Apparently, no one likes the name “Akshat” in family, so here after a week’s brainwork and deciding I’m not creative enough, I’m asking you all to send in suggestions for LG for a girl and a boy. A good friend, SK made my job easier by formulating some ground rules and here they are —
- It must not be too common a name: like ‘Amit’. Your id deserves individuality and there is a sea of names to choose from.
- It must not be a name that your kid would curse you for: This is complementary to rule 1> above. (‘Khug’ tops our hit list here.)

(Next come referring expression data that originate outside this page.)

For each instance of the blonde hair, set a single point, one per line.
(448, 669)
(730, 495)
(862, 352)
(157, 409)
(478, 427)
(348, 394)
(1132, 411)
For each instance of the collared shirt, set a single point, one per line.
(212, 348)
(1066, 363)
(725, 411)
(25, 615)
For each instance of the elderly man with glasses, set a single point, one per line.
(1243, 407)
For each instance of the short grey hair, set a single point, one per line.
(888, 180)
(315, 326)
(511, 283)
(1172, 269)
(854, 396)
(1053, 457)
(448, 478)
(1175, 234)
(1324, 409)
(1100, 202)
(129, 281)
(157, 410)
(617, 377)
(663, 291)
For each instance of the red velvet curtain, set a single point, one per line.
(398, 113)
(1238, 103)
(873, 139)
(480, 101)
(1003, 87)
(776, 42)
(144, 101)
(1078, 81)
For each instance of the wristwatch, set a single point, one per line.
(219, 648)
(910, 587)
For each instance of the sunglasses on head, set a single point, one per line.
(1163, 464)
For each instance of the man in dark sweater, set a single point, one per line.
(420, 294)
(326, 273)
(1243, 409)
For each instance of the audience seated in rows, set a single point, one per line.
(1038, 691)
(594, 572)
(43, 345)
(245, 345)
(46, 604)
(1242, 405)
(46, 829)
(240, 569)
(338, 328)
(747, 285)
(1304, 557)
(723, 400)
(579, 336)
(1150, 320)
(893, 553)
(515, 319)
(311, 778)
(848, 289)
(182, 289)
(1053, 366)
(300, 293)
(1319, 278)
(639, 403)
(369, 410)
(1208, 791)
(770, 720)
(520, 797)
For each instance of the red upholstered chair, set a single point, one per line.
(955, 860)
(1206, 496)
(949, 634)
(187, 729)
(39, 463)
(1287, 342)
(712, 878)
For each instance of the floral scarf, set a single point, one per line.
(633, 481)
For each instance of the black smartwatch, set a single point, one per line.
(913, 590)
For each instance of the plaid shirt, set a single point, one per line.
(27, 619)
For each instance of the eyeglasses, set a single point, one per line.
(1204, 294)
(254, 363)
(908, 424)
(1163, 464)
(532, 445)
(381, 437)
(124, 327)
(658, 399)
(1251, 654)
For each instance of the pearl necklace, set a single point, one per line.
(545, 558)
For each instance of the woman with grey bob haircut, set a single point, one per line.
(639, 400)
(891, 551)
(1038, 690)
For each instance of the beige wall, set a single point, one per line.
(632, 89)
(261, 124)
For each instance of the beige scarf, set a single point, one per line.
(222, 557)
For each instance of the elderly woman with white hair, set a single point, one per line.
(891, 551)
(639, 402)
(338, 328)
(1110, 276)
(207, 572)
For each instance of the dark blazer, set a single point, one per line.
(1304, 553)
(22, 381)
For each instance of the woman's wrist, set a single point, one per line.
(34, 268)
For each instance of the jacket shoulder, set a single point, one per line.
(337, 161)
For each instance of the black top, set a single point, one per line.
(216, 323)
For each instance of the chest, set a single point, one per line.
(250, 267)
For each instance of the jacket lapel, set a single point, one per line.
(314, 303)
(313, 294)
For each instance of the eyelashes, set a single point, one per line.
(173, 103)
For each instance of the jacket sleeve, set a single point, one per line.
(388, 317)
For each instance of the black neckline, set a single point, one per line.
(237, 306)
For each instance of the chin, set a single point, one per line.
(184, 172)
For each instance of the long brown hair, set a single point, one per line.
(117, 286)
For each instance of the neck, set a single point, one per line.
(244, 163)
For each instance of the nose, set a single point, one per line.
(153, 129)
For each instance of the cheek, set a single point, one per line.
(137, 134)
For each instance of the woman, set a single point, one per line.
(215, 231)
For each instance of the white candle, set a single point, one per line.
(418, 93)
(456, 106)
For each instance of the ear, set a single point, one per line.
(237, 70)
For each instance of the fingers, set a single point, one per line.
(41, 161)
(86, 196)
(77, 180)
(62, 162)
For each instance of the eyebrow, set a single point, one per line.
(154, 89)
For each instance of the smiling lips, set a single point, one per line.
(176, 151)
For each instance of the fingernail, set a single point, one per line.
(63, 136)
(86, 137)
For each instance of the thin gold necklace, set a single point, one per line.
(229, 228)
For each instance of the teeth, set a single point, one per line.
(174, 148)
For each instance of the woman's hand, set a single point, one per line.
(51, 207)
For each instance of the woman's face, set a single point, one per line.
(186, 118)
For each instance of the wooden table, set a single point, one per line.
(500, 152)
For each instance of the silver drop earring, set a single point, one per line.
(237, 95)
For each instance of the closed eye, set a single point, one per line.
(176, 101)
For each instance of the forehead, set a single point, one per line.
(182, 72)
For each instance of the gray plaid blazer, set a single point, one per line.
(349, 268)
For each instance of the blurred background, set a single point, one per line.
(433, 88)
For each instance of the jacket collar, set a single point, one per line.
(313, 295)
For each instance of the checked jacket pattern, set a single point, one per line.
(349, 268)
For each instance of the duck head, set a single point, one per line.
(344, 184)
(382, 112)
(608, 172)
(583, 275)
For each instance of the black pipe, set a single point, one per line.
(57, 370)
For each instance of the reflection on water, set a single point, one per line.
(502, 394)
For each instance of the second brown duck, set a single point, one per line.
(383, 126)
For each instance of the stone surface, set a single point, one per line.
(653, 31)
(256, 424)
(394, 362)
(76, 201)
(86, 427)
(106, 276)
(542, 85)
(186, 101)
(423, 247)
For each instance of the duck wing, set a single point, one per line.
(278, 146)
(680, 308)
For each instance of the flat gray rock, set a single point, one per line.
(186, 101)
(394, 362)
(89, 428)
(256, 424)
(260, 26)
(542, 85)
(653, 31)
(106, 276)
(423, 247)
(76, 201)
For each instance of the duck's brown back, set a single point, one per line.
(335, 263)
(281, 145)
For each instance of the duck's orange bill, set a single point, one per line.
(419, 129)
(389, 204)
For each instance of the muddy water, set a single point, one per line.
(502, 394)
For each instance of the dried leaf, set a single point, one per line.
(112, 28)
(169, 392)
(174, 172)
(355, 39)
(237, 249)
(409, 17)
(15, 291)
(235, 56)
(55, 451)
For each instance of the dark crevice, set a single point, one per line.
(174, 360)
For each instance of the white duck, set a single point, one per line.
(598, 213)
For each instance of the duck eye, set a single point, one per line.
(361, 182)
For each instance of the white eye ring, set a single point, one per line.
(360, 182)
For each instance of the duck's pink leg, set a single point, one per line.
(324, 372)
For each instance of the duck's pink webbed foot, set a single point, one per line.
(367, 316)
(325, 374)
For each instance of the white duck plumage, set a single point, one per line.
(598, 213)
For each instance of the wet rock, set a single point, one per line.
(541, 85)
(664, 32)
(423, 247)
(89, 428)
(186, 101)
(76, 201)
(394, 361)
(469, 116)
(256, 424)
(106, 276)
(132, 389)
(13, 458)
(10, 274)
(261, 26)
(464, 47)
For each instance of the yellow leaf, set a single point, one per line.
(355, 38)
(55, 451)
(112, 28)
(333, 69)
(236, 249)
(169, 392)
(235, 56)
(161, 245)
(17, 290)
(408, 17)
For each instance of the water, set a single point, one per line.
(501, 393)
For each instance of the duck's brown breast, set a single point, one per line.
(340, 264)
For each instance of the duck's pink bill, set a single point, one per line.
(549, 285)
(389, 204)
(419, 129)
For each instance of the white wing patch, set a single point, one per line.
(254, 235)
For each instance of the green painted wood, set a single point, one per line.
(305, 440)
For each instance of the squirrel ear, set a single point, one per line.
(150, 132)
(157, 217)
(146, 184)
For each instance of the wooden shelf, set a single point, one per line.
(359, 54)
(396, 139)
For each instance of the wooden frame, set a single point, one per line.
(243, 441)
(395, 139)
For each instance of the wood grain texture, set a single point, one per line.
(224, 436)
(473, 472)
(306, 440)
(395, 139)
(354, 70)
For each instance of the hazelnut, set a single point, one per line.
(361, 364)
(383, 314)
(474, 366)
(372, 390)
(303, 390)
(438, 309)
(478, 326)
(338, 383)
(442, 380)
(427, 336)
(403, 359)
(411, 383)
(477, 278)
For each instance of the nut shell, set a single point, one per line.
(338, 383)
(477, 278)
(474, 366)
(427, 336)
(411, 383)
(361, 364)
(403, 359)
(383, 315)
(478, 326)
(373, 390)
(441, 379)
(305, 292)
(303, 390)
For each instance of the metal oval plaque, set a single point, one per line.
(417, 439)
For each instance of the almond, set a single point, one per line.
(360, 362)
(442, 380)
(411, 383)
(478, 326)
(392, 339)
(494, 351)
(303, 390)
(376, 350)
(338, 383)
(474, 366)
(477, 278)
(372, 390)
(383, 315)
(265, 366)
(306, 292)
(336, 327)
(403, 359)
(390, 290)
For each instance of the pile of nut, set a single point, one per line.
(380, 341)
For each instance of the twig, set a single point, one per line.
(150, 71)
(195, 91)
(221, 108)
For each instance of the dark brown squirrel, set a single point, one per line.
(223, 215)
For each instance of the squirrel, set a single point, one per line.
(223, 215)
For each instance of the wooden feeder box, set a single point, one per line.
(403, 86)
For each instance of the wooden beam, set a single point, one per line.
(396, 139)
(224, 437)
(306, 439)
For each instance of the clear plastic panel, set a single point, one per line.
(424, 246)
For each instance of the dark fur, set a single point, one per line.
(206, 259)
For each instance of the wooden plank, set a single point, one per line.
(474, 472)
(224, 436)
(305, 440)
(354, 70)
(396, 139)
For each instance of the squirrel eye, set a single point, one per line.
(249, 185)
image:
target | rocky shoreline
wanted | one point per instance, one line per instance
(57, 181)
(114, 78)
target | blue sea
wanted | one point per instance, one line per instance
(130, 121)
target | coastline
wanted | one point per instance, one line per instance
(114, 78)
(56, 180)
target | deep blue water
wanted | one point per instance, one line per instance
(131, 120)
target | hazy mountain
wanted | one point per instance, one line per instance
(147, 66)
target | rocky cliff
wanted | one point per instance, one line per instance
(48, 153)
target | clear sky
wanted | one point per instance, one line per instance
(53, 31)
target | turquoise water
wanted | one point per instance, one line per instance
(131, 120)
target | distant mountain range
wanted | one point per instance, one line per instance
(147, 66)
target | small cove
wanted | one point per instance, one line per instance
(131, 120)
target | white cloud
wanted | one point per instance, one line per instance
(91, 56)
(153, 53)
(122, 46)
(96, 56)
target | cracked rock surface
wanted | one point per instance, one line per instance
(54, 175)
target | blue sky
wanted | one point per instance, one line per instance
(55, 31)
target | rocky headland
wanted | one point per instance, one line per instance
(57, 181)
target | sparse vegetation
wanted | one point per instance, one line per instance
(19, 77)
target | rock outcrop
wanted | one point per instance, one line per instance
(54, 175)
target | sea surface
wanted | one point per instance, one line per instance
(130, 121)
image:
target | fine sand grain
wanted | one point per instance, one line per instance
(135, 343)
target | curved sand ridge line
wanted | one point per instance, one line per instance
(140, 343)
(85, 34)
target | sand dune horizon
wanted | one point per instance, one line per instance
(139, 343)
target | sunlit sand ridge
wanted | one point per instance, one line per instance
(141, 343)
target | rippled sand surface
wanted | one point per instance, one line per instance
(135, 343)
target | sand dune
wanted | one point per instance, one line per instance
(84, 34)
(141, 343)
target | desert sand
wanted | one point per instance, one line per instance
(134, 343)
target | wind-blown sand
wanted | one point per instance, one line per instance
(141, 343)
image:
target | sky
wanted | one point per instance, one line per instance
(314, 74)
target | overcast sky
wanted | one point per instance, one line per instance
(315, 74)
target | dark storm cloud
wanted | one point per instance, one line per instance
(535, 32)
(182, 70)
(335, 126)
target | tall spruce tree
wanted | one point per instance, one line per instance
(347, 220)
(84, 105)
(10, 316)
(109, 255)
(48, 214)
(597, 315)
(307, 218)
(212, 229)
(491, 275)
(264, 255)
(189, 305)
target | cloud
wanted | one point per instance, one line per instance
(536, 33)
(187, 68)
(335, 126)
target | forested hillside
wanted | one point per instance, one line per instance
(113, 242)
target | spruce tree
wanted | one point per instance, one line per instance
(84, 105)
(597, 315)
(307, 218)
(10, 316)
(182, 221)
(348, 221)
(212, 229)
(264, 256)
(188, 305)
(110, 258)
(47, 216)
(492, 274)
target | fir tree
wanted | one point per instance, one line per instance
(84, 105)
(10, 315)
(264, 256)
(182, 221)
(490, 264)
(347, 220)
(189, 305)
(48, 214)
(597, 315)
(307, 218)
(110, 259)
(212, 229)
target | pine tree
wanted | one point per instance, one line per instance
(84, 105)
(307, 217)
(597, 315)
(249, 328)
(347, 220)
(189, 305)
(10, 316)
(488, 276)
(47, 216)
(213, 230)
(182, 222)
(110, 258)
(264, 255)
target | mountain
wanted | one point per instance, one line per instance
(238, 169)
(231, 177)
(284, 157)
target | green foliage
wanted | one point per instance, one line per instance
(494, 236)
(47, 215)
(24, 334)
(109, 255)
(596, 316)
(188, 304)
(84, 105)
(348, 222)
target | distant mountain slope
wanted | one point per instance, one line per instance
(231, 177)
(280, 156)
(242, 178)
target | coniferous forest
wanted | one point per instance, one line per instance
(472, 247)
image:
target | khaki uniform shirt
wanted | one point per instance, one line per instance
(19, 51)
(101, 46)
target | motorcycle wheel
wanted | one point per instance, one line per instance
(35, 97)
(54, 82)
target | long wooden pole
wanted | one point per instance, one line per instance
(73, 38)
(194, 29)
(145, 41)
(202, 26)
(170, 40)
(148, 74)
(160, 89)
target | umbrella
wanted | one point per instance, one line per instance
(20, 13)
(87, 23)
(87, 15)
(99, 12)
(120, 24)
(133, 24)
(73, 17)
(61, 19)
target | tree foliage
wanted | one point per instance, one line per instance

- Not too difficult to pronounce, a Indian name that is not too Americanized. No ‘ksh’. ‘Lakshmi’ always becomes ‘Lashhhhmi’
- It must not be too long: He/she will have a lot of forms to type/write out in his/her life. Please spare the kid the trouble.
- It should be a name that can be naturally (phonetically-speaking) abbreviated: (‘Adi’ instead of ‘Aditya’, for instance). Since you will be screaming after your kid all the way to his/her adult life, the abbreviated name comes in handy. Else, you will have to cook up some other pet name like ‘Pappu’, ‘Bunty’, ‘Happy’…
- It must have a nice and uncomplicated meaning to it: If one has to explain the meaning of the name to someone (Indian or otherwise), one shouldn’t have to begin narrating a mythological tale that lasts a fortnight.
- It should not be from Maneka Gandhi’s ‘Book of Hindu Names’: Why? Refer to point 6> above.
- It must not be a composite name, formed by performing complex String operations on the names of the parents: (‘Raveena’ = Ravi + Veena; Siya = Seema + Ashish). Again, your kid deserves individuality.
- It should not be a name that has an almost patented regional overtone: [‘Miral’ / ‘Hetal’: patently Gujarati; ‘Mrinmayee’: patently Maharashtrian; ‘Vaijayanthi’: patently Tamil; ‘Asamanya’ / ‘Bibhuti’: patently Bengali/Orissi], although some such names do sound really nice and exotic, if you ask me.
- It should not be a name that’s already in the family: Individuality again.(You have already decided on this; so, that’s good.)
- It should not be a name that sounds as if you are trying to clear your throat.
If nothing works, then there’s always these to choose from - Lil General, Polu, Bozo, Yuko and Buco Kidoo.”